Walking along Main Street, a straight road bisecting the town and cobbled with "Trinidad"-stamped bricks, we passed boutiques, shuttered storefronts and a surprising number of bars. We weren't quite sure where to begin, and we were a little taken off guard when someone in a large truck called out, "Welcome to Trinidad!"

While we lingered over a late lunch at the Trinidad Diner, the waitress asked if we were new to town. Unsure how she would feel if we asked her to tell us about the town's transsexual history, we said we were just passing through. We eventually got up the nerve to ask her about Dr. Biber. She laughed and replied, "Well you know what he's known for... He's been my doctor all my life, and do you know about Marci? She just delivered my baby.”

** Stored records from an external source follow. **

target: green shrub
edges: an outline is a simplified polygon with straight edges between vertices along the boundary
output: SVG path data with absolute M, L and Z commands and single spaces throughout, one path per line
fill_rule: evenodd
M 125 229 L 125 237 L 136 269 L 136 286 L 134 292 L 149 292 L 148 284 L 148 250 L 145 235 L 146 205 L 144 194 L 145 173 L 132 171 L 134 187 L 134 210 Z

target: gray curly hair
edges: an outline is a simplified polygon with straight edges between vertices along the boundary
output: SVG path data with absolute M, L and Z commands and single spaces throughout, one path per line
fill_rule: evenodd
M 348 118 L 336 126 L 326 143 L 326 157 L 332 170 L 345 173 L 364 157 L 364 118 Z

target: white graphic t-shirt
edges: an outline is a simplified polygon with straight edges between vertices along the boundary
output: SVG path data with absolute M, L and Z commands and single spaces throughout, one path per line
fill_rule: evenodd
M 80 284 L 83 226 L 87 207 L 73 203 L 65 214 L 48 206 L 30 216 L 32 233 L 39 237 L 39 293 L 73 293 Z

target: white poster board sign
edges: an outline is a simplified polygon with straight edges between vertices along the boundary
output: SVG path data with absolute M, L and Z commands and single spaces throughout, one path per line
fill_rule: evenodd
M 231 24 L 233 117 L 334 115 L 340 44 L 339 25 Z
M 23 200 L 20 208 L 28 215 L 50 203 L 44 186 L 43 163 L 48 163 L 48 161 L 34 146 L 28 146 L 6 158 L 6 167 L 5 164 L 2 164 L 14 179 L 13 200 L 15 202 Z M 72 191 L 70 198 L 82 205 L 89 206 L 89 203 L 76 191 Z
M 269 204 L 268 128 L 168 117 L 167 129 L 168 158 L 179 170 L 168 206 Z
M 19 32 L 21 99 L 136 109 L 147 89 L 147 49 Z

The next day, we interviewed Marci. There were no dumb questions. She willingly discussed who the people were who came to her, what they were seeking, and her role in helping them align their bodies with their minds. We realized the story of Trinidad and Marci's practice had not been told. Eventually, we met Laura and Sabrina, two of Marci's patients, who had moved to Trinidad to open Morning Glow, a bed-and-breakfast/ recovery home for post-operative patients. At that point, the documentary took on a life of its own.

Many films dealing with transgender issues focus on "before and after" stories or the surgical aspects of the transition. While these are elements of any post-operative transsexual individual's history (and thus included in Trinidad), they are also the most sensational.

We feel presenting the women in Trinidad in their everyday lives uncover concerns and challenges everyone faces: acceptance, sense of self and the need to be who you are. We hope Trinidad helps viewers witness the significance of these women's struggles, and encourages thought about their experiences and respect for their differences. We hope viewers will see an aspect of themselves in Marci, Sabrina and Laura.

Ultimately, we hope Trinidad helps viewers see beyond surface differences to the deeper elements of who we are as individuals. As Sabrina so eloquently states, "When people look at me, I hope they think, ‘If she has the guts to be who she is, then I should have the guts to be who I am.'" The experience of making Trinidad has certainly taught us that.